Before any PE calls a reduction routine, the following conditions must be ensured:
The dest array on all PEs participating in the reduction is ready to accept the results of the reduction.
Otherwise, the behavior is undefined.
Upon return from a reduction routine, the following are true for the local PE:
The dest array is updated and the source array may be safely reused.
ISHMEMX_REDUCE_WORK_GROUP#
The following functions perform reduction operations across all PEs.
In the functions below, TYPE is one of the reduction types and has a corresponding TYPENAME specified by Table Reduction Types, Names, and Supporting Operations.
-
template<typename Group>
int ishmemx_TYPENAME_and_reduce_work_group(TYPE *dest, const TYPE *source, size_t nreduce, const Group &group)#
-
template<typename Group>
int ishmemx_TYPENAME_or_reduce_work_group(TYPE *dest, const TYPE *source, size_t nreduce, const Group &group)#
-
template<typename Group>
int ishmemx_TYPENAME_xor_reduce_work_group(TYPE *dest, const TYPE *source, size_t nreduce, const Group &group)#
-
template<typename Group>
int ishmemx_TYPENAME_max_reduce_work_group(TYPE *dest, const TYPE *source, size_t nreduce, const Group &group)#
-
template<typename Group>
int ishmemx_TYPENAME_min_reduce_work_group(TYPE *dest, const TYPE *source, size_t nreduce, const Group &group)#
-
template<typename Group>
int ishmemx_TYPENAME_sum_reduce_work_group(TYPE *dest, const TYPE *source, size_t nreduce, const Group &group)#
-
template<typename Group>
int ishmemx_TYPENAME_prod_reduce_work_group(TYPE *dest, const TYPE *source, size_t nreduce, const Group &group)# - Parameters:
dest – Symmetric address of an array, of length nreduce elements, to receive the result of the reduction routines. The type of dest should match the TYPE and TYPENAME according to the table of Reduction Types.

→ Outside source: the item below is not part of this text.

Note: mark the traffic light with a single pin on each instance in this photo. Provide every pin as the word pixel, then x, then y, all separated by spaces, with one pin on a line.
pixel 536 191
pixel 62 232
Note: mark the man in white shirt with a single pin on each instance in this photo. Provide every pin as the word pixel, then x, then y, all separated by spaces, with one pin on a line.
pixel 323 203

source – Symmetric address of an array, of length nreduce elements, that contains one element for each separate reduction routine. The type of source should match the TYPE and TYPENAME according to the table of Reduction Types.
nreduce – The number of elements in the dest and source arrays. nreduce must be of type size_t and have the same value across all PEs.
group – The SYCL
group
orsub_group
on which to collectively perform the barrier operation.
- Returns:
Zero on successful local completion. Nonzero otherwise.
Callable from the device.
Description:
The ishmemx_reduce_work_group
routines have similar semantics and
requirements as the ishmem_reduce
routines.
In contrast with the ishmem_reduce
routines,
ishmemx_reduce_work_group
allows for the device threads within
group to cooperate towards the reduction operation.
This may be more performant; for example, when ishmem_reduce
requires all device threads in the kernel to invoke RMA operations.
This routine blocks the calling PE until all PEs have called
ishmemx_reduce_work_group
.
ishmemx_reduce_work_group
only ensures completion and visibility of
previously issued memory stores and does not ensure completion of remote
memory updates issued via ishmem
routines.
All threads in group must call the routine with identical arguments.
Important
For the reduction operations sum
and prod
, the order of
reduction may not be the same across all PEs, so the results for floating
point datatypes may differ slightly. This is because floating addition and
multiplication are not associative operations.